Physicians who have normally completed surgical approaches to correct glaucoma and its complications are adopting new approaches. Glaucoma treatment is no simple matter, and the slow course this disease takes makes it difficult for researchers and developers of new surgical and non-surgical approaches to determine which procedures patients are apt to fare better from. It can take many years of research and countless studies to achieve any degree of certainty as to what may actually benefit a patient. The most common surgeries for glaucoma patients include shunts and trabeculectomy. These surgeries often come with potentially risky outcomes, and whatever vision the patient does have is often threatened. Although these standard surgeries have risks, they also have established outcomes, more to the positive side than the negative. But there are alternatives for those seeking less risky treatments, however the long term effectiveness is not as well proven.
One of these new treatments is called the Ex-Press mini glaucoma shunt. It can be used along with a conventional trabeculectomy and is used to reduce eye pressure getting too low in the immediate post-operative period. This is sometimes problematic with conventional trabeculectomy procedures. A second new procedure, a Canaloplasty, is a dilation of the entrance to the outflow of the wall of the eye, and in addition, an artificial mechanism that produces artificial fluid outflow within the wall can also lower pressure within the eye. The third new technique, a Trabectome device removes tissue from a drain inside of the eye by using an electrosurgical handpiece that interrupts the tissue for removal.
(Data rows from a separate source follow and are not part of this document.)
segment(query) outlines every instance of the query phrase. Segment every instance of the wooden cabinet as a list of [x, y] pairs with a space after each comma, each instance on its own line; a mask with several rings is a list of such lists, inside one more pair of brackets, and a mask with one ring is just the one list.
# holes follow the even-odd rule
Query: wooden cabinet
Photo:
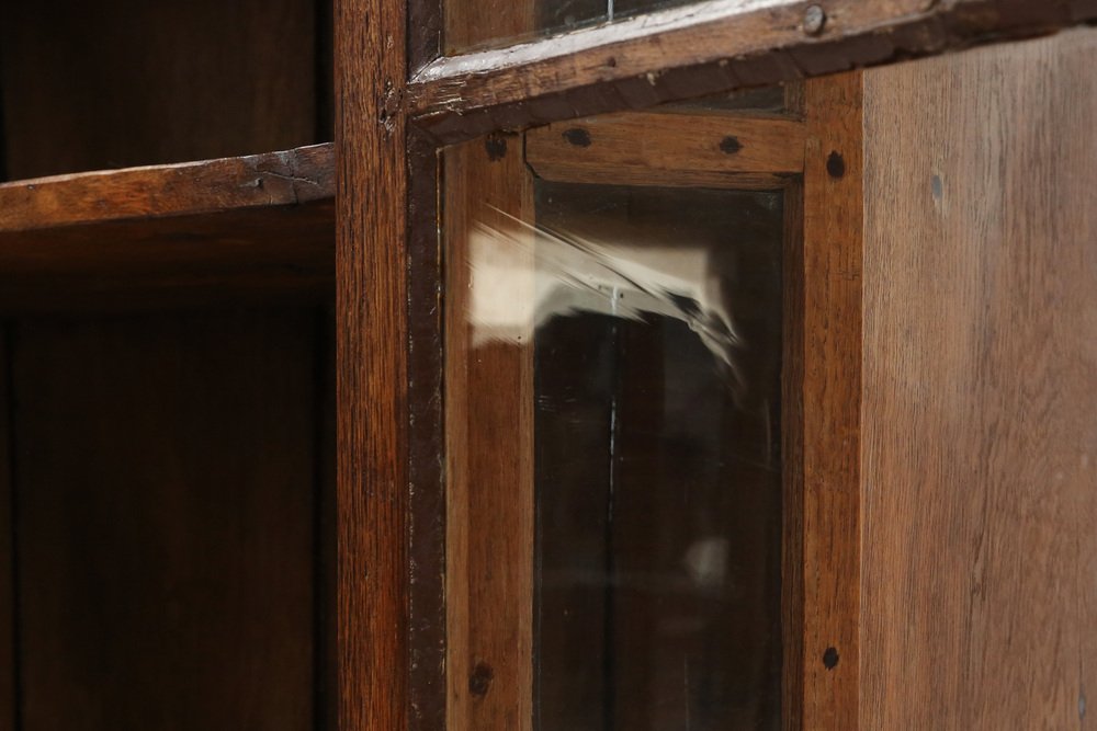
[[0, 728], [335, 728], [329, 12], [0, 10]]
[[1092, 2], [229, 4], [2, 10], [0, 728], [1086, 728]]

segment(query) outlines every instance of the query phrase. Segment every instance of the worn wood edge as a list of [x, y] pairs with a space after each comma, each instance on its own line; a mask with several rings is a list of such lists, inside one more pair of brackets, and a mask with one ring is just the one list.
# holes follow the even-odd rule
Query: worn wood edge
[[[825, 9], [817, 35], [803, 28]], [[1097, 19], [1092, 0], [710, 2], [422, 68], [406, 104], [440, 142], [810, 78]]]
[[445, 726], [446, 701], [442, 173], [433, 142], [414, 129], [408, 149], [409, 729], [433, 731]]
[[406, 729], [407, 19], [402, 0], [333, 5], [338, 727]]
[[792, 174], [748, 172], [704, 172], [693, 170], [644, 171], [607, 165], [588, 170], [570, 165], [541, 164], [533, 169], [538, 178], [556, 183], [634, 185], [636, 187], [706, 187], [722, 191], [779, 191]]
[[188, 216], [335, 197], [335, 147], [0, 184], [0, 231]]
[[805, 84], [802, 717], [856, 731], [860, 701], [862, 73]]
[[0, 726], [19, 729], [19, 564], [15, 552], [15, 465], [11, 393], [13, 333], [10, 323], [0, 323]]
[[784, 187], [781, 353], [781, 640], [782, 728], [799, 731], [804, 664], [804, 193], [803, 179]]
[[633, 112], [525, 133], [534, 173], [575, 183], [776, 190], [803, 171], [803, 149], [801, 123], [740, 114]]

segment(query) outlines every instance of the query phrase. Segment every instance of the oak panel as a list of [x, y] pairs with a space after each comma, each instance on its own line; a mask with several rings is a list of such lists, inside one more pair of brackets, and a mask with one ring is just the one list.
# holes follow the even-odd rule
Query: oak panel
[[1095, 61], [866, 73], [863, 728], [1090, 723]]

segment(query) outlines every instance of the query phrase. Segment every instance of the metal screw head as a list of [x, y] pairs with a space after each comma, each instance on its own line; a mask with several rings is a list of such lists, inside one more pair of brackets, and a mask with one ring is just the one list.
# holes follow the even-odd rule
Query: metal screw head
[[826, 12], [819, 5], [810, 5], [804, 11], [804, 33], [818, 35], [826, 25]]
For each of these techniques there are potential advantages, but all are still in earlier stages and their effectiveness is still being determined despite many positive reports. Before considering one of these procedures, you must consult with your physician and are better suited if you are not already in an advanced state of the disease. Be sure to ask your physician if you are qualified and what your outcomes are before considering any new procedure.